T) framework for image captioning, amalgamating the benefits of dynamic grid features and dynamic region features. Specifically, the Dynamic Pseudo-regions Grid (DPG) encoder enhances the strong correlation between grid features by grouping the attention of different grids and dynamically generating pseudo-regions, facilitating superior fusion with region features. Furthermore, the Dynamic Multi-Level Relation Region (DMR

^{2}

) encoder augments the comprehension of semantic relationships among various region features through attention-based multi-level relations. In the encoding phase, to seamlessly integrate dynamic grid features and dynamic region features, we propose a feature fusion module for combining these two distinct feature types. Moreover, additional experiments conducted on the MSCOCO dataset demonstrate that our model achieves state-of-the-art performance without incurring additional parameter overhead.

查看原文本刊更多论文

用于图像字幕的双动态变压器

在计算机视觉领域广受赞誉的图像字幕任务旨在描述图像的内容，对人们的生活产生重大影响。目前用于此任务的方法通常包括提取全局和局部特征，以捕获图像中的总体和复杂细节。然而，前者依赖于高水平、低分辨率的网格特征，当直接输入到变压器编码器中时，可能会在建立单个网格之间的鲁棒相关性时出现问题，从而导致网格特征之间关系信息的丢失。此外，后者利用来自目标检测器的区域特征，可能会阻碍变形器理解区域之间的语义关系，从而导致语义信息丢失。为了解决这些挑战，我们引入了一种新的双动态变压器（D2T）框架用于图像字幕，融合了动态网格特征和动态区域特征的优点。其中，动态伪区域网格（Dynamic Pseudo-regions Grid， DPG）编码器通过对不同网格的注意力进行分组并动态生成伪区域，增强了网格特征之间的强相关性，便于与区域特征进行更好的融合。此外，动态多层次关系区域（DMR2）编码器通过基于注意的多层次关系增强了对各个区域特征之间语义关系的理解。在编码阶段，为了无缝集成动态网格特征和动态区域特征，我们提出了一种特征融合模块，将这两种不同的特征类型结合起来。此外，在MSCOCO数据集上进行的其他实验表明，我们的模型在不产生额外参数开销的情况下实现了最先进的性能。

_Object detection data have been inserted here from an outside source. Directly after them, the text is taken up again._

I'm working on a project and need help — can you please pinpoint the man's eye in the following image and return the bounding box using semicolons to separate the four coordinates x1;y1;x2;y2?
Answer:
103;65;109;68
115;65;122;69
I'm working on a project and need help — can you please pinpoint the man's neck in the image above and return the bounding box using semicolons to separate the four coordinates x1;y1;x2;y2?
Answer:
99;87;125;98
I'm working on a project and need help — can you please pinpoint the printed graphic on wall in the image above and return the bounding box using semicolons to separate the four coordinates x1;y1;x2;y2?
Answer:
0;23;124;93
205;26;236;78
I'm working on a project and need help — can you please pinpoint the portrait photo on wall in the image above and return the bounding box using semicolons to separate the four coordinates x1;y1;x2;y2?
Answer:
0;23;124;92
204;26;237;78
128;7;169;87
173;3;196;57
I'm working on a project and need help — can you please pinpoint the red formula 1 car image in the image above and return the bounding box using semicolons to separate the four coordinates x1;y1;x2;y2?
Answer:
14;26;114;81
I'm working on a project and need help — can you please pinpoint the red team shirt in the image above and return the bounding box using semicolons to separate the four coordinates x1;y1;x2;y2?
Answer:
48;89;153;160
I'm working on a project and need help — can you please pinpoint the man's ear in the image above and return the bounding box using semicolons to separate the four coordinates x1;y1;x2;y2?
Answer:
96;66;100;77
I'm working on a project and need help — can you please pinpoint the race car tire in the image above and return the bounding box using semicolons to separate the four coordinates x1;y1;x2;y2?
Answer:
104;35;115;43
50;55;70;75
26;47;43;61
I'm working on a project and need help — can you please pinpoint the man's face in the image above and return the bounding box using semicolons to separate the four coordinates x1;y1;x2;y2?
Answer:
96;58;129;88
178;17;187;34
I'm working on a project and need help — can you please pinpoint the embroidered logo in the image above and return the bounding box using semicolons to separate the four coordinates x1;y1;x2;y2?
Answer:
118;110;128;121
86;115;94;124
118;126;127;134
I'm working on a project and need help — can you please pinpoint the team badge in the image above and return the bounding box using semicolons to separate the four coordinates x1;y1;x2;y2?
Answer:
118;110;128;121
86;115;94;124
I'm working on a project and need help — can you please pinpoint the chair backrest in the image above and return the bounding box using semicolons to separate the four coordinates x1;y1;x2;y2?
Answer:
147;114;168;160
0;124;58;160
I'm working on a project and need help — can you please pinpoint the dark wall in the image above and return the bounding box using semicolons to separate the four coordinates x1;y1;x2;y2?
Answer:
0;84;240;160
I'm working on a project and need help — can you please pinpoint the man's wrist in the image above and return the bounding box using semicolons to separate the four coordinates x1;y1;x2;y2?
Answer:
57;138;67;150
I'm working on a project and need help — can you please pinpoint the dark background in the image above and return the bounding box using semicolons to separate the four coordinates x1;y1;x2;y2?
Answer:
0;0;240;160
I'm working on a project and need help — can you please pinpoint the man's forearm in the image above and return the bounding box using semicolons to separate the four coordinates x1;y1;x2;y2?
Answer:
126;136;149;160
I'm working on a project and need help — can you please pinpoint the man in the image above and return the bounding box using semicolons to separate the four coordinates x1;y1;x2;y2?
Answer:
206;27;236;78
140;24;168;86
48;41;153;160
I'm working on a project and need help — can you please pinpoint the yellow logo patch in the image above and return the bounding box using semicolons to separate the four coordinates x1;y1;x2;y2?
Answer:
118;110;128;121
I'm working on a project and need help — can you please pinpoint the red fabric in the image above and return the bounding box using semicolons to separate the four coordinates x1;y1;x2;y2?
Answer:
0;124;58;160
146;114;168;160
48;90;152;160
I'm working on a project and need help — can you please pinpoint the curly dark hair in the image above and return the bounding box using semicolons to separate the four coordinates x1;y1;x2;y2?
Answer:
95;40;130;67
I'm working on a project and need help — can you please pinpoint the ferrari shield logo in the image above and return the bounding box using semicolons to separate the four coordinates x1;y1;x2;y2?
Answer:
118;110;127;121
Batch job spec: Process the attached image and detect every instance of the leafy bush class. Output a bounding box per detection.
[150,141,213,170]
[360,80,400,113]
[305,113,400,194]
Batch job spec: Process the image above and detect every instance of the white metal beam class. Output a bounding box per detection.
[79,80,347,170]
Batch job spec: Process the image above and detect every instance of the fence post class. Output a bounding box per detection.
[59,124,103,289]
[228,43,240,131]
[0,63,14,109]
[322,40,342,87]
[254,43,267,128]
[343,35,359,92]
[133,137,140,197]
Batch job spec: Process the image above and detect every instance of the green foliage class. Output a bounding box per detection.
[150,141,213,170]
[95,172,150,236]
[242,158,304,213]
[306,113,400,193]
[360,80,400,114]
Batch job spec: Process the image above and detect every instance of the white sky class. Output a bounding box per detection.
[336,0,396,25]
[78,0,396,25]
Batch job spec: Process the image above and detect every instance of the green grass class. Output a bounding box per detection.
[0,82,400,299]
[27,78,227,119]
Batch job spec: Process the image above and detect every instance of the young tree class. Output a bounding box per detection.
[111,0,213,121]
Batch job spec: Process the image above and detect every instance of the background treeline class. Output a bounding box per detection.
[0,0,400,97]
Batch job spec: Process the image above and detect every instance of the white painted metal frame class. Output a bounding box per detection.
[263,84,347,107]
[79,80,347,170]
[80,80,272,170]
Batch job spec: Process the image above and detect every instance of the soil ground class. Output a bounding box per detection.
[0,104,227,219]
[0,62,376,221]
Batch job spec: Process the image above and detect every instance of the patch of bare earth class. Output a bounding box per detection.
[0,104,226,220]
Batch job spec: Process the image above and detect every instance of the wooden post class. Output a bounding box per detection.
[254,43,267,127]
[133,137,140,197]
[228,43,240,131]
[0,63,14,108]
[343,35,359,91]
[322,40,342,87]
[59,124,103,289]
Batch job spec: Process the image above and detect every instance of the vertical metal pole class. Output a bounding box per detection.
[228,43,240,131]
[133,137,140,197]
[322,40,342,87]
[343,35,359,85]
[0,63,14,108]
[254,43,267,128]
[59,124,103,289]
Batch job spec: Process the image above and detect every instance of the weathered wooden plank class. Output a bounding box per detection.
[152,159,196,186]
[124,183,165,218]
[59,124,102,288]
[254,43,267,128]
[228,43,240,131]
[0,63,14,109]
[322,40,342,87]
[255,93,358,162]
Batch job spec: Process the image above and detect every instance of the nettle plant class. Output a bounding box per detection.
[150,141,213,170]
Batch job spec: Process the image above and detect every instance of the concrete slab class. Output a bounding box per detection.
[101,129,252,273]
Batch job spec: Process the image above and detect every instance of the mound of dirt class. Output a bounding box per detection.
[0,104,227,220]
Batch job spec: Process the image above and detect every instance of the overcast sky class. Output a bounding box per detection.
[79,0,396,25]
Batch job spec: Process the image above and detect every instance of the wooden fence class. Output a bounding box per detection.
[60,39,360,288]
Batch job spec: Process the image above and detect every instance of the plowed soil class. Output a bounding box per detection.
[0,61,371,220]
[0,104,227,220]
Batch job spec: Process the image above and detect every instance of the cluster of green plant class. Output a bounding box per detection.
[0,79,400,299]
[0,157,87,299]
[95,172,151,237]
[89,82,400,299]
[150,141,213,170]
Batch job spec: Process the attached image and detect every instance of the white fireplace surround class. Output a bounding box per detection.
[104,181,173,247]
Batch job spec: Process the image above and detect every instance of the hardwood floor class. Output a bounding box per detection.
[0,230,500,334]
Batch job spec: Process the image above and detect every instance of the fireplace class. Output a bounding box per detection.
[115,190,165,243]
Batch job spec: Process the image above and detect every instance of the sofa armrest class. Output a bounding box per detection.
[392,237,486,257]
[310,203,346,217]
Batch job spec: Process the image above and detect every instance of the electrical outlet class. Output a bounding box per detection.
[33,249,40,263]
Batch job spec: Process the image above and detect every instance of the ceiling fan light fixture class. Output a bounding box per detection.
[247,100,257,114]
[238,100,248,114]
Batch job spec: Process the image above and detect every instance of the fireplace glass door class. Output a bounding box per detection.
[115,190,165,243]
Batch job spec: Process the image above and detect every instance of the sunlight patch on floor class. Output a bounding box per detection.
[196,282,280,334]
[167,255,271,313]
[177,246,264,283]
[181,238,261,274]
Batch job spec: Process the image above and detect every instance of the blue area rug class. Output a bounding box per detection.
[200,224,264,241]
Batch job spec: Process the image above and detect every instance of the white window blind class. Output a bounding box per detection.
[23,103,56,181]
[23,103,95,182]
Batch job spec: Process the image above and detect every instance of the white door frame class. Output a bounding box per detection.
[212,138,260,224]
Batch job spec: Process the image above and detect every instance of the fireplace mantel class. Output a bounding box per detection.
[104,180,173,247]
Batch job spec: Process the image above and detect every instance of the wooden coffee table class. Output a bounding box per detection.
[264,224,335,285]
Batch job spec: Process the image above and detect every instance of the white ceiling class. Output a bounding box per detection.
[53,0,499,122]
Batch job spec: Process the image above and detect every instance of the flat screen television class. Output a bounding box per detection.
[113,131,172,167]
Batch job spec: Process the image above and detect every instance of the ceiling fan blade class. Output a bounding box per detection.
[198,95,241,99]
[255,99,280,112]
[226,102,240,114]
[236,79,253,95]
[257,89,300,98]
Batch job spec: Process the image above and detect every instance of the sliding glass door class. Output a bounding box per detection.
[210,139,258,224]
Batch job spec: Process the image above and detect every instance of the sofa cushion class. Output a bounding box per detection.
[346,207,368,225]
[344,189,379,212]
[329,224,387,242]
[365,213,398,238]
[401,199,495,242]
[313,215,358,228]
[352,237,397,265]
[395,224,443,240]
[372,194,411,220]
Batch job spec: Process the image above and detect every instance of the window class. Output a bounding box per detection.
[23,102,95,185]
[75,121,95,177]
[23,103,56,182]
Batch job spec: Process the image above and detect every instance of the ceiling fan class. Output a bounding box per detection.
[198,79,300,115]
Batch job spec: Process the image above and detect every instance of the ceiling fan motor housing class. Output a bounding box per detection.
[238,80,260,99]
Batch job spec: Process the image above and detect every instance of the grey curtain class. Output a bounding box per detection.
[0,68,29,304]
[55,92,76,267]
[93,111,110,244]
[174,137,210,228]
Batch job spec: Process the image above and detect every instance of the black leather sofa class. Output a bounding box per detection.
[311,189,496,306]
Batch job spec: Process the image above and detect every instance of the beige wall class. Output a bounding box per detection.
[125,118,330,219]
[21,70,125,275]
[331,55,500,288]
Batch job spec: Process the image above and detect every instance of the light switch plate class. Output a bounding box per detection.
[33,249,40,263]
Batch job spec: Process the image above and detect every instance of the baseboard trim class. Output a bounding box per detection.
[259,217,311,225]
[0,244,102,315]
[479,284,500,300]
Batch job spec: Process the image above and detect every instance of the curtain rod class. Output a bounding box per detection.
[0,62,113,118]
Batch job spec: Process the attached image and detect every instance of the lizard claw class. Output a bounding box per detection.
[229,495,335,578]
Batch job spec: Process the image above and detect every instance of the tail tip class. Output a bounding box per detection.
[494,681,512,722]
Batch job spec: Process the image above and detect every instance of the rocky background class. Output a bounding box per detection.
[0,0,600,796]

本文章由计算机程序翻译，如有差异，请以英文原文为准。

求助全文

约1分钟内获得全文求助全文

来源期刊

Expert Systems with Applications 工程技术-工程：电子与电气

CiteScore

13.80

自引率

10.60%

发文量

2045

审稿时长

8.7 months

期刊介绍： Expert Systems With Applications is an international journal dedicated to the exchange of information on expert and intelligent systems used globally in industry, government, and universities. The journal emphasizes original papers covering the design, development, testing, implementation, and management of these systems, offering practical guidelines. It spans various sectors such as finance, engineering, marketing, law, project management, information management, medicine, and more. The journal also welcomes papers on multi-agent systems, knowledge management, neural networks, knowledge discovery, data mining, and other related areas, excluding applications to military/defense systems.